Owing to the environmental damages from fossil energy consumption in terms of rising carbon emission levels among the selected leading oil-producing African countries, it is also recommended that authorities and policymakers come up with workable approaches to ensure energy portfolio diversification plans. Rather than having fossil energy accounting for over 90% of total energy consumption, as is the case for some of the countries, attention has to be paid to the huge environmental benefits that come with renewable energy resources. Fortuitously, the potential for renewable energy resources is estimated to be very high among many African countries, including those in the current analysis. For instance, the annual global horizontal irradiation for solar potential is estimated in the range of 2300 to 2752 kWh/sq.km, while the average wind speed at 100-m height ranges from 7.5 up to as high as 14.1 m/s in a vast majority of African countries (United Nation Environment Program, UNEP 2017). Therefore, these countries can harness their vast renewable potentials by tapping into solar and wind sources as sustainable alternatives to fossil fuels in terms of decarbonization.

Finally, the authorities need to embark on more investments in green manufacturing technologies. This would not only assist in cushioning the pollution effects of manufacturing activities from conventional energy sources via the aggravation of carbon emission levels, but such investments would also help to reduce the undue pressure exerted on the environment by facilitating cleaner ways of exploiting and utilizing natural resources. This will, in turn, also help to enhance biocapacity and ecological footprint reduction among the understudied economies.
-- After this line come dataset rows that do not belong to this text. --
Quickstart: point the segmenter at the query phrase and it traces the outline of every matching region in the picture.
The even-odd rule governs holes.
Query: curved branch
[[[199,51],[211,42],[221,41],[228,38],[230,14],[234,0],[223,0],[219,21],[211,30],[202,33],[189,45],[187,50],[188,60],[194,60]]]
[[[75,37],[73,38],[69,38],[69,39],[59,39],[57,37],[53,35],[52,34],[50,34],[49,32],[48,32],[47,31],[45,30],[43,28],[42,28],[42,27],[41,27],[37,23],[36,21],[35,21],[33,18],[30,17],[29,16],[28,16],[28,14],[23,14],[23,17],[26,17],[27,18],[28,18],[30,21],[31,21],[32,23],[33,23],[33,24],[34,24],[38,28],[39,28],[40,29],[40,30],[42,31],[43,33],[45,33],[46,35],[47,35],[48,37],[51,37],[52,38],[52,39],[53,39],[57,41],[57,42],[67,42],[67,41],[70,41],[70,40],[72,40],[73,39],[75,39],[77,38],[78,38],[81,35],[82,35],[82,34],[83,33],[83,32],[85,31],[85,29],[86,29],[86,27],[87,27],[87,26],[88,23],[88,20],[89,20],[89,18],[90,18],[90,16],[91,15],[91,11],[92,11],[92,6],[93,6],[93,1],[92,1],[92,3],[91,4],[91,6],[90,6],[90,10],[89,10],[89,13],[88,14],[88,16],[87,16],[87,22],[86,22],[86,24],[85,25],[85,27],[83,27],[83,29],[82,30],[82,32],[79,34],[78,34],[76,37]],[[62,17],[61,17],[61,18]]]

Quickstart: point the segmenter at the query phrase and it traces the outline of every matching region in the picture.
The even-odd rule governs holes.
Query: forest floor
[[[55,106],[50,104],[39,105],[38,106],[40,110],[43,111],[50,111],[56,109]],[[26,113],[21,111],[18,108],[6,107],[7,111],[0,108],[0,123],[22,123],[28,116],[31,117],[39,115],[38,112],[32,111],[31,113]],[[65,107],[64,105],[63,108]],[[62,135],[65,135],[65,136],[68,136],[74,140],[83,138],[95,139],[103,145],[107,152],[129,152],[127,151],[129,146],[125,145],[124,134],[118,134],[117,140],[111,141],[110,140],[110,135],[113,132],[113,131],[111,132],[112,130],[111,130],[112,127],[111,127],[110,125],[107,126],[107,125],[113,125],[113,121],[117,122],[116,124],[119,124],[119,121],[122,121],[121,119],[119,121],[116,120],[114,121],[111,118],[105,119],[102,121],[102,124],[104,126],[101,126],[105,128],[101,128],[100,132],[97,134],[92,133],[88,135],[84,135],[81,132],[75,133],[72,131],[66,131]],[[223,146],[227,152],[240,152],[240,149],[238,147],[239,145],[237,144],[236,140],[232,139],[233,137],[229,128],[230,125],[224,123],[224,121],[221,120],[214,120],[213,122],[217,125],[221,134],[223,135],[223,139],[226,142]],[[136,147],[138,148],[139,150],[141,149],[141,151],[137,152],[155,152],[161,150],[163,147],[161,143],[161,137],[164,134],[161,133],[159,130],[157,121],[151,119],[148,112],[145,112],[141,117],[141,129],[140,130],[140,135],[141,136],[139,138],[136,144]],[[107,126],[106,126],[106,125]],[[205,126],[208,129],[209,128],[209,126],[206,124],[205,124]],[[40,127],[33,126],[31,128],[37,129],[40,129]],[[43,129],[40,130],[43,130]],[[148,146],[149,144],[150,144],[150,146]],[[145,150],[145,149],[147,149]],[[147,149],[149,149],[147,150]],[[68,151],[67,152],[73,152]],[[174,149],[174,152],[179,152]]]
As such, the resource-abundant African economies can be better positioned toward the actualization of SDGs 12 that emphasizes responsible consumption and production, among other crucial environmental and developmental issues.

Limitations of study and direction for future studies

The current study has focused on the case of the selected four leading oil-producing countries using the carbon emission perspective for environmental degradation. Hence, comparative analysis can be carried out as resource discoveries continue in other countries over time. Furthermore, following the foundation laid in the current study, future studies can also be tailored toward the exploration of the impacts of energy dynamics on environmental degradation while disentangling sectoral components within the specific context of ecological performances and biocapacity among resource-abundant African countries.